Nascido em 1751, o trisavô de Carmelita, João de Castro e Silva, foi um dos homens fortes de Portugal na região do Ceará: era capitão-mor, responsável, portanto, pela defesa da colônia ultramar. Também seu pai, o português José de Castro e Silva, exerceu a função de capitão-mor, e, segundo a Revista do Instituto do Ceará, editada desde 1887, “territorialmente ampla e temporariamente longa foi a influência econômica de sua descendência”.
José de Castro e Silva é o sexto avô do senador Fernando Dueire que teria tido escravizados durante o período colonial. O documento que atesta é o Livro de Batismos de Aracati (CE), de 1797. Consta nele a ata de batismo de Francisca, “parda, filha legítima de Bento, escravo do capitão-mor José de Castro, e de Gertrudes da Conceição, índia”. Pela alta posição que ocupava na administração colonial, é possível que José de Castro tenha escravizado mais pessoas – o registro de Bento, porém, foi o único ao qual a Pública teve acesso.
Hoje, aos 54 anos, o emedebista Veneziano Vital do Rêgo Segundo Neto está na política desde os 27, quando se elegeu vereador de Campina Grande (PB). Sua carreira só fez ascender: aos 35 venceu a disputa pela prefeitura da cidade. Dez anos e dois mandatos de prefeito depois, sagrou-se deputado federal, e na eleição seguinte, em 2018, alcançou o Senado – do qual se tornou vice-presidente em 2021.
O senador descende de uma família de políticos e de alguns dos senhores de engenho mais ricos da Paraíba, como o major Antônio Bento Duarte, nascido em 1851, e o coronel Francisco Duarte, que nasceu em 1842. Os tataravós de Veneziano foram o coronel Santos da Costa Gondim e Maria Franca Torres. O coronel nasceu em 1815 e morreu em 1894, pouco depois da abolição da escravidão, e Maria nasceu em 1826, falecendo em 1871.
A informação de que o coronel teria tido escravos consta no testamento de Maria. Aos seus seis filhos, ela legou “17 escravos, casas de sobrado, casa de taipa, safra de canas, propriedade de terras”, patrimônio que fazia da família “uma das maiores riquezas da cidade de Areia-PB”, como analisou a historiadora Eleonora Félix da Silva em sua dissertação de mestrado, “Escravidão e resistência escrava na ‘Cidade d’Areia’ oitocentista”, defendida em 2010 na Universidade Federal de Campina Grande (UFCG).

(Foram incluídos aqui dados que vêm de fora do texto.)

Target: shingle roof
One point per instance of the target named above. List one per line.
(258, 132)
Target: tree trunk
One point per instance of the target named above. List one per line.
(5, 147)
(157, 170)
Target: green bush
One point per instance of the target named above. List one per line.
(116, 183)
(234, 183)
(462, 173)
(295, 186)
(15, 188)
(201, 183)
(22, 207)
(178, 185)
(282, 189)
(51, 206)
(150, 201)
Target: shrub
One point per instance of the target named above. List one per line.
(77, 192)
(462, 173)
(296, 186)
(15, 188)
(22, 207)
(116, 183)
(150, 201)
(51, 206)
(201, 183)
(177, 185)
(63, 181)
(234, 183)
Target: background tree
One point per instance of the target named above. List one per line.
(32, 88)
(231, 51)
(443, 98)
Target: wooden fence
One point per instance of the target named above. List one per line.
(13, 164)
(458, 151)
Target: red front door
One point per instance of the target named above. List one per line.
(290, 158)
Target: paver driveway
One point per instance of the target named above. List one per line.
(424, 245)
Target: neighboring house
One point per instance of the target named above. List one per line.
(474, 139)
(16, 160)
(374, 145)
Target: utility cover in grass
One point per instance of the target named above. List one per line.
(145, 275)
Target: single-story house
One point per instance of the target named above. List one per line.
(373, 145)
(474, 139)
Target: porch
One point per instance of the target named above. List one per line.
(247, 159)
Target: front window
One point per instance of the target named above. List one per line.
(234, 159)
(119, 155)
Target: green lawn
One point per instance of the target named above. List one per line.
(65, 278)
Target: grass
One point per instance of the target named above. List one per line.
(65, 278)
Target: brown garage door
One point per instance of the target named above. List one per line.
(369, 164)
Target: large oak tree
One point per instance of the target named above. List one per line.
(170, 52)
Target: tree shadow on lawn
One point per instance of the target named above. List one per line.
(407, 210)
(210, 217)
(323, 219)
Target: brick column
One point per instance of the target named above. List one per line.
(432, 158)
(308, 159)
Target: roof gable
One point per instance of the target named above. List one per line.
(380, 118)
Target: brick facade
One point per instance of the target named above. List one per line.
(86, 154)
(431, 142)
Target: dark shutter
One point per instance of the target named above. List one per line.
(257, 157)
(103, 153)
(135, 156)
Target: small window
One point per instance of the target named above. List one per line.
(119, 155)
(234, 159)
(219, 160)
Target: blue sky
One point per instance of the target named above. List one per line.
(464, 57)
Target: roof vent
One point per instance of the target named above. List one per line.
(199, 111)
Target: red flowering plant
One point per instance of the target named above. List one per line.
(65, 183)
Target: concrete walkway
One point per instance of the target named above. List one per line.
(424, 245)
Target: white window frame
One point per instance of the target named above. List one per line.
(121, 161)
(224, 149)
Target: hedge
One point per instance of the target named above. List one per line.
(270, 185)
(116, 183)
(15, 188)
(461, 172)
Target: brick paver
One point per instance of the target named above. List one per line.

A família rica tem uma grande tradição política. Vital do Rêgo Filho, irmão do senador, chegou ao Senado, sendo indicado ministro do Tribunal de Contas da União (TCU) por Dilma Rousseff (PT) em 2014, cargo que ocupa até hoje. A mãe dos dois, a também emedebista Ozanilda Gondim Vital do Rêgo, foi colega do filho no Senado até o ano passado. Nilda, como é conhecida, era a primeira suplente do senador José Maranhão (MDB) e assumiu a vaga após a morte dele. Já o pai de Veneziano, Antônio Vital do Rêgo, foi deputado estadual e federal, tendo passagem por oito partidos, entre eles a Arena, que dava sustentação à ditadura militar, e também pelo MDB, que lhe fazia oposição.

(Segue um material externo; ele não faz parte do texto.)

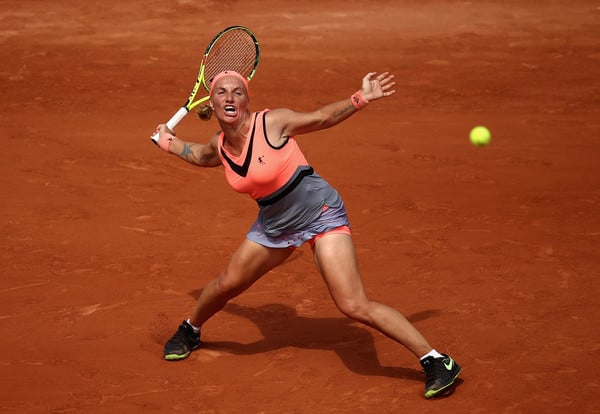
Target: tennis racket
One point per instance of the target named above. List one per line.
(234, 48)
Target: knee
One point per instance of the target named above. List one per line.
(357, 309)
(227, 286)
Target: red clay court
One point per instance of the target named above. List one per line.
(492, 252)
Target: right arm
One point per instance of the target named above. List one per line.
(200, 155)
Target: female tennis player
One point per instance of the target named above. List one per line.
(261, 158)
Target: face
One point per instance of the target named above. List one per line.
(229, 99)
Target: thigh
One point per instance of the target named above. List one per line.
(250, 261)
(336, 260)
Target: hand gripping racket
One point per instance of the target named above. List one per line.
(234, 48)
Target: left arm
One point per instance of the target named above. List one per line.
(285, 123)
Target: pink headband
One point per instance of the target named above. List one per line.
(228, 73)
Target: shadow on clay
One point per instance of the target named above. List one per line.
(281, 327)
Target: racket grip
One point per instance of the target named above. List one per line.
(172, 123)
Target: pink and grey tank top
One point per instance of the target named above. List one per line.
(289, 193)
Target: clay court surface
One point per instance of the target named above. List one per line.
(493, 253)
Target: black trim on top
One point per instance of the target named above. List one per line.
(242, 170)
(303, 173)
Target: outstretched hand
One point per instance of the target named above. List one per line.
(378, 87)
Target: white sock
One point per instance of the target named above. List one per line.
(432, 353)
(196, 329)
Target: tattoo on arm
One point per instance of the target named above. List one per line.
(186, 152)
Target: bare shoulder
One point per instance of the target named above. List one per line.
(277, 122)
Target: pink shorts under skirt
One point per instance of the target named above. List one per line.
(332, 220)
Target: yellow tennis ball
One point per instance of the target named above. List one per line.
(480, 136)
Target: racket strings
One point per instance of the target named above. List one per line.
(235, 50)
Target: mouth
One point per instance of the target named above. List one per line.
(230, 110)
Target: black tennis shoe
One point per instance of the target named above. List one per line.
(182, 343)
(440, 375)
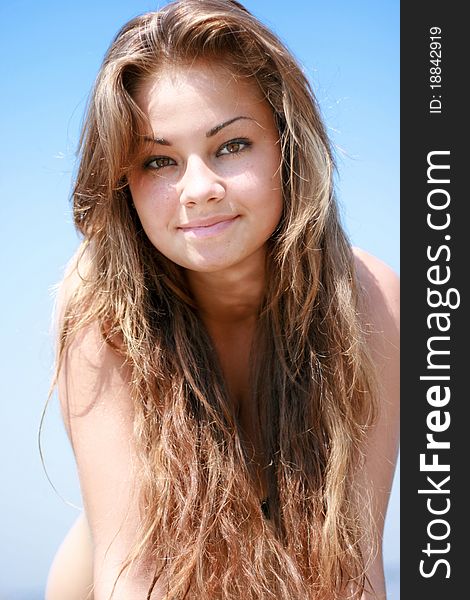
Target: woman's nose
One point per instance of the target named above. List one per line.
(200, 184)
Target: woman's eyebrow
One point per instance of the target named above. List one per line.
(213, 131)
(217, 128)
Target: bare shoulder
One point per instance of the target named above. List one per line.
(381, 287)
(380, 308)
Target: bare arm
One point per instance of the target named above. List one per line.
(382, 312)
(97, 409)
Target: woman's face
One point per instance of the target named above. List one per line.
(208, 189)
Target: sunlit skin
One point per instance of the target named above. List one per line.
(208, 189)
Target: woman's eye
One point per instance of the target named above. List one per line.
(159, 162)
(233, 147)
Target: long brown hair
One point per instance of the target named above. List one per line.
(202, 524)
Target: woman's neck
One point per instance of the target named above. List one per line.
(231, 296)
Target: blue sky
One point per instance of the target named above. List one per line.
(50, 56)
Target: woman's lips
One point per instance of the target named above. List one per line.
(208, 228)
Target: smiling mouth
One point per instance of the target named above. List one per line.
(208, 229)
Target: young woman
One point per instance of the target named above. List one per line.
(227, 364)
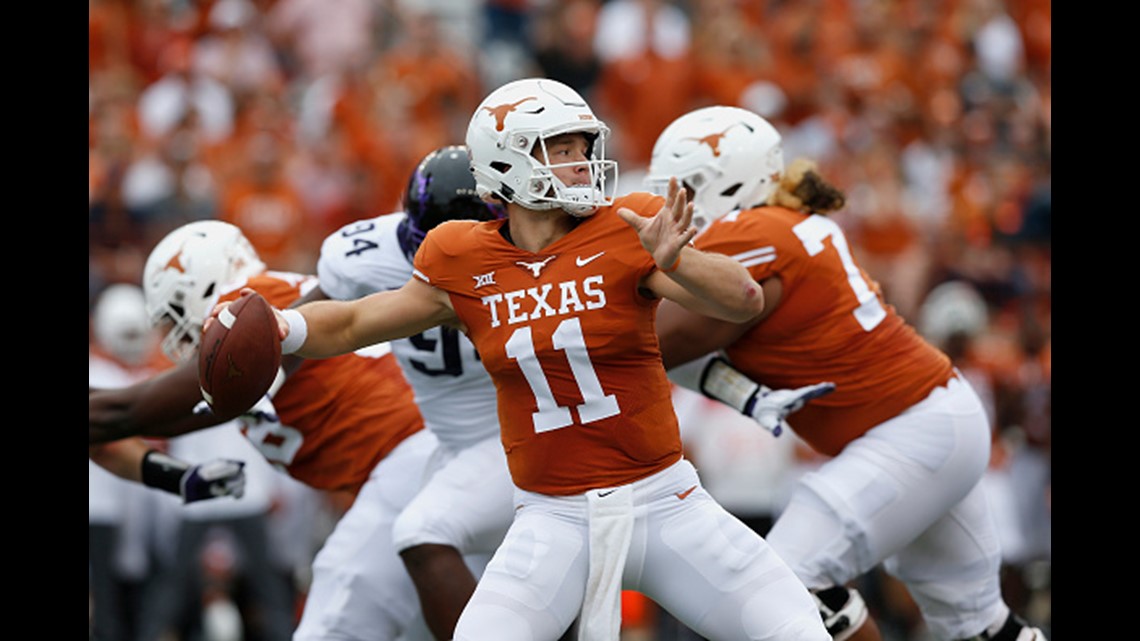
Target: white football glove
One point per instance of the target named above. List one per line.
(768, 407)
(771, 407)
(222, 477)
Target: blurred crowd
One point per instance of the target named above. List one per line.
(291, 118)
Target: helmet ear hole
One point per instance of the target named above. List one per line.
(732, 191)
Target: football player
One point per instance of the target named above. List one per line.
(908, 437)
(465, 505)
(342, 424)
(559, 299)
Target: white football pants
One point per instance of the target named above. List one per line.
(906, 494)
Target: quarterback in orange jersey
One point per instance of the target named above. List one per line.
(560, 300)
(345, 423)
(909, 437)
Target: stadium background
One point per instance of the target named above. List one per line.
(291, 118)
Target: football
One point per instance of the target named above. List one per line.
(239, 356)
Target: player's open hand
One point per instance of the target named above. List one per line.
(666, 233)
(282, 324)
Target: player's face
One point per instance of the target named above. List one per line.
(563, 149)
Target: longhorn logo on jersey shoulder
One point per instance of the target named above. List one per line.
(499, 112)
(536, 268)
(713, 140)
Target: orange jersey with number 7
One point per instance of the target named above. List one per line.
(831, 324)
(583, 398)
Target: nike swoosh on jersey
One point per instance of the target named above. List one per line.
(583, 261)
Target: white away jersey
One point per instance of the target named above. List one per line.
(366, 257)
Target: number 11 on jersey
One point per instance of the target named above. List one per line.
(596, 404)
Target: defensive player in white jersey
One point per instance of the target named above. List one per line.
(908, 436)
(123, 351)
(465, 506)
(559, 299)
(344, 424)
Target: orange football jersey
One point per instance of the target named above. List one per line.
(339, 416)
(832, 324)
(583, 398)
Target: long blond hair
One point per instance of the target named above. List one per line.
(803, 188)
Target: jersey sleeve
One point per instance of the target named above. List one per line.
(444, 252)
(744, 236)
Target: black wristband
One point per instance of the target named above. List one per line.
(163, 472)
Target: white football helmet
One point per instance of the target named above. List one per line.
(730, 157)
(521, 114)
(121, 325)
(185, 275)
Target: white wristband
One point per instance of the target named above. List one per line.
(298, 331)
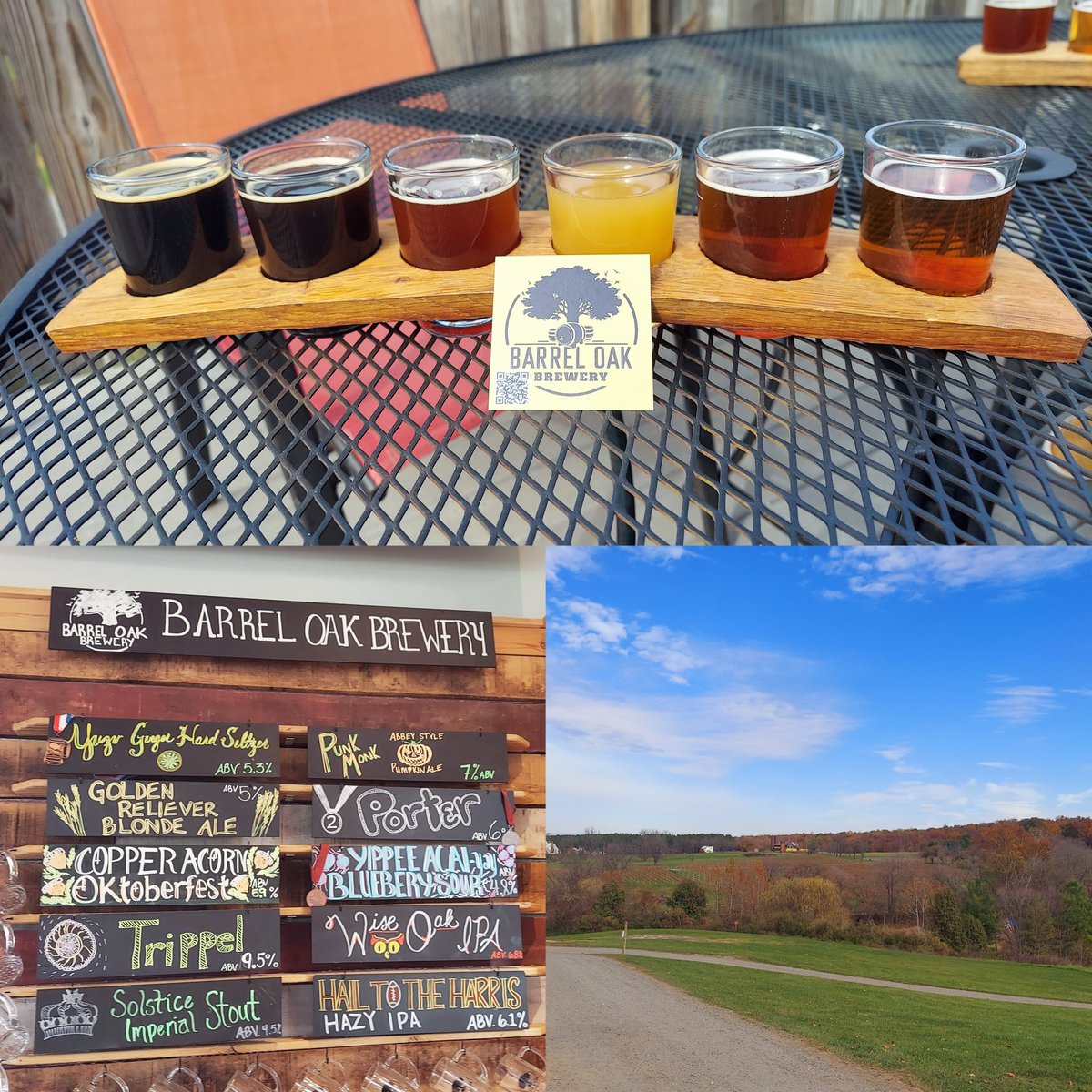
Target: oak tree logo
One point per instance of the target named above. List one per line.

Os avós paternos e maternos do senador também foram políticos. O pai de seu pai, conhecido como major Veneziano, nascido em 1907, presidiu a Assembleia Legislativa de Pernambuco entre 1950 e 1958, enquanto o pai de sua mãe, Pedro Moreno Gondim, governou por dois mandatos a Paraíba, de 1958 a 1966.
PL
O senador Marcos Pontes, ex-ministro da Ciência do governo Bolsonaro, que também é do PL, tem como sexto avô o alferes Joaquim da Silveira Leite, nascido em 1758 no interior do estado de São Paulo e falecido em 1823. Oficial subalterno do corpo de milícias e senhor de engenho, ele teria tido dez pessoas escravizadas, de acordo com o censo da época, registrado no trabalho “Senhores de Terras da Vila de Itu em 1817”, publicado na Revista da Abrasp (Associação Brasileira de Pesquisadores de História e Genealogia).
Já o coronel Hilário Teixeira de Mello, nascido em 1860, é trisavô de Carlos Portinho, senador pelo PL do Rio de Janeiro. Segundo registros, seu pai, Teodoro, deixou em inventário, datado de 1867, onde teria 17 pessoas escravizadas. Uma carta de alforria da escravizada Joaquina, com 52 anos, assinada em 7 de maio de 1867, tem a assinatura do coronel Hilário Teixeira de Mello.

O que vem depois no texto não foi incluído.